RUSSIAGATE WAS WORSE THAN WATERGATE:
Even if the main actors in Russiagate do not face legal consequences, the disclosures from Gabbard and others provide valuable public and political accountability. They help to set the historical record straight – and, hopefully, will begin to rebuild some trust in government.
Russiagate was a dark episode in American history. The US security services, which ought to be neutral, joined with Democrats to try to bring down a Republican president. There was no evidence pointing to Trump’s collusion with Russia – it truly was a hoax. Yet the schemers achieved their anti-democratic objective: to make Trump appear illegitimate in the eyes of many Americans.
The ‘-gate’ suffix in ‘Russiagate’ derives from Watergate. But of the two scandals, I believe Russiagate will, over time, be seen as the more damaging. For their shameful role in undermining the people’s trust, Hillary Clinton and Barack Obama’s names should be as disgraced as Richard Nixon’s.
Read the whole thing.
Although regarding that last quoted sentence, to be fair, Nixon isn’t all that badly disgraced these days, considering the successful full-on blitzkrieg Democrats and their operatives with bylines waged against him back in the mid-‘70s. On the right, Christopher Rufo wrote in 2023 that, “With a presidential election looming, conservatives need to develop a national counterrevolutionary agenda. For some ideas for what that might look like, they can turn to a surprising guide: Richard Nixon.” And he’s become increasingly praised by the left in recent decades – but then every Republican president candidate, once seen as Hitler on this campaign trail (and if he wins, during his time in office), gets strange new respect to bash the newest potential Hitler.

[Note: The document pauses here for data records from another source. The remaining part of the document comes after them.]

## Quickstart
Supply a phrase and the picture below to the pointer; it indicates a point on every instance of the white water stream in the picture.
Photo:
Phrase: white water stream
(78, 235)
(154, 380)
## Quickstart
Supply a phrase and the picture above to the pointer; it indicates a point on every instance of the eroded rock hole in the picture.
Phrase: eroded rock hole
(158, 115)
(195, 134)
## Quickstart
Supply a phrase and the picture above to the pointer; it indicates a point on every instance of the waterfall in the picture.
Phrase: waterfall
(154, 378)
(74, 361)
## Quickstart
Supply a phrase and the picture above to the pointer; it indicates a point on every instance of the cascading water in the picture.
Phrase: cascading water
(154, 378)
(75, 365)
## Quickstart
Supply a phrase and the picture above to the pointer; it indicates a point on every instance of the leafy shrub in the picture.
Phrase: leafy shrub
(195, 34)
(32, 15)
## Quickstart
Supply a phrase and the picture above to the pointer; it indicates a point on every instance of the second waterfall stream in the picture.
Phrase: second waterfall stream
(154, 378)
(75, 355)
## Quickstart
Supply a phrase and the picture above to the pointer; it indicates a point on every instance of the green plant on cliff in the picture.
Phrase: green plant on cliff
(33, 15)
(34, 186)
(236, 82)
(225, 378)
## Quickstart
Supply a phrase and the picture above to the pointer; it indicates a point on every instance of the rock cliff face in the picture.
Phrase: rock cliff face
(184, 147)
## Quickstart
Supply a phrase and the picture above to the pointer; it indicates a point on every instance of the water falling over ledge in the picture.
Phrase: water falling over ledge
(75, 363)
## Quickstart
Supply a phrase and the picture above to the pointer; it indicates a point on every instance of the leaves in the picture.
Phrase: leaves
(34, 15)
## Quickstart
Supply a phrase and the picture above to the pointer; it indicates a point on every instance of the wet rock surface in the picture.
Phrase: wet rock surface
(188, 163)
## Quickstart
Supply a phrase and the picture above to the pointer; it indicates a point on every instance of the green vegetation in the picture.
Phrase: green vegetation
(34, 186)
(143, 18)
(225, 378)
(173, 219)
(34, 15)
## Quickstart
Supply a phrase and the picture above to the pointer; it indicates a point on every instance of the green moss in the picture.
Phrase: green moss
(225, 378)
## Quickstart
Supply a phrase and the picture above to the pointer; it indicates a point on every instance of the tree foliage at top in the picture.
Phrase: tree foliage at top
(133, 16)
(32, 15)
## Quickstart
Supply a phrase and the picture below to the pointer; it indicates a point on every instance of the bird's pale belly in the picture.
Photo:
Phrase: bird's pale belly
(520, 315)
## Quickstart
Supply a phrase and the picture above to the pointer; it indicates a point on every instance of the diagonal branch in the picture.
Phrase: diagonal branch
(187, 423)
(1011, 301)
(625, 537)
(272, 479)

As Glenn asked in May of 2017, “Was Obama administration illegal spying worse than Watergate?” “In 1972, some employees of President Nixon’s re-election committee were caught when they broke into the Democratic National Committee headquarters to plant a bug. This led to Nixon’s resignation and probably would have led to his felony prosecution had he not been pardoned by his successor, Gerald Ford. But if a single bugging of the political opposition is enough to bring down a presidency — and maybe lead to an unprecedented criminal prosecution of a former president — then what are we to make of the recently unveiled Obama administration program of massively spying on political opponents in violation of clearly established law? Because that’s what was unveiled last week.”